Predictions on the training data (from the models that did not train on each specific SV) are outputted in dictionary format to `[file root]_predictions.pkl`. Finally, AU(ROC/PRC) on this data are calculated
and outputted to `[file root]_ROC_PRC.txt`.Note: The input matrix must be formatted in such a way that all control group rows follow all non-control rows (in other words, all rows with label 0 follow all rows with label 1). The easiest way to do this is to use `generate_feature_matrix.py` to generate the 0-label and 1-label matrices, then append the 0-label matrix (without title row) to the 1-label matrix.
### `src/load_model.py`
Tests the model on a matrix. Note that the matrix must have the same format as the matrices used to train the model (every single feature in the same order as the training data, with no additional features).
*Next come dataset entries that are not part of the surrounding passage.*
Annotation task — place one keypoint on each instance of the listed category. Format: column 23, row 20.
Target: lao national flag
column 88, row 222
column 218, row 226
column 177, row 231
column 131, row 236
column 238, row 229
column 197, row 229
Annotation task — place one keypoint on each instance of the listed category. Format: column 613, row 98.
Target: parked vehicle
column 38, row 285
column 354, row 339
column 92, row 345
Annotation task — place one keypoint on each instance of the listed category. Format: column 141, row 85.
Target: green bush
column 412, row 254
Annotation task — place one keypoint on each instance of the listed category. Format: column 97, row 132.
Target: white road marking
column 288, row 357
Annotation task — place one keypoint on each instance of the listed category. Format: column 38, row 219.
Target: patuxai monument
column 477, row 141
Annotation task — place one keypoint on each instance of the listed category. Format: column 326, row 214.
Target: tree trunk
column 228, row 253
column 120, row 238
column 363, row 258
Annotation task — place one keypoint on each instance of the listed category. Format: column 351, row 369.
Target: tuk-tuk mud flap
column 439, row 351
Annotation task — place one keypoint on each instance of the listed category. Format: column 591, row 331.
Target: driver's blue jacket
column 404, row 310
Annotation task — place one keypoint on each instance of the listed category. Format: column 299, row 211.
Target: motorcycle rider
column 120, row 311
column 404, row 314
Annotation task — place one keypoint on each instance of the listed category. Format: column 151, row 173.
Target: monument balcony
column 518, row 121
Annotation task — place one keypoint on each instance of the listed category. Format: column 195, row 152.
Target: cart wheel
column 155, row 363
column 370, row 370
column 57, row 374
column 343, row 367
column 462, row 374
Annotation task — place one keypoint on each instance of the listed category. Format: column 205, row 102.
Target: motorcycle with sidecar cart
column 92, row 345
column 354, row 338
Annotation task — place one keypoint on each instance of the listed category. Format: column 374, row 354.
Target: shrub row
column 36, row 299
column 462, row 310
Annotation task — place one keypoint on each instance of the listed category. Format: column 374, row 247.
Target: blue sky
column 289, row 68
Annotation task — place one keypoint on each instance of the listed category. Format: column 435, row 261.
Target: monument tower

To generate a matrix given coordinates, see (here)[###running-parts-of-the-pipeline].
You will need to `pip3 install joblib` before this can be run. If any dependencies are still missing, install them with pip3.
Usage: `python3 src/load_model.py -i [input matrix] -d [File of columns to ignore for model training; the same as columns_to_remove in the config file. remove_inds.txt should be find for matrices generated from our scripts.] -m [the .pkl file with all 10 models. This is output by the Snakemake pipeline] -t [Index of the class label in the matrix - use 0 if the matrix was generated using our code] -o [filename to write the predictions to]`
### `roc_prc_gen.py`
Usage: `python3 roc_prc_gen.py [input file] [output file]`
Given a tab-separated two-column input file of predicted scores and true labels (with a header, as with the following example):
`Predicted True`
`0.755 1`
`...`
`0.211 0`Outputs AU(ROC/PRC) information, along with a plot of the ROC, saved to the specified output file.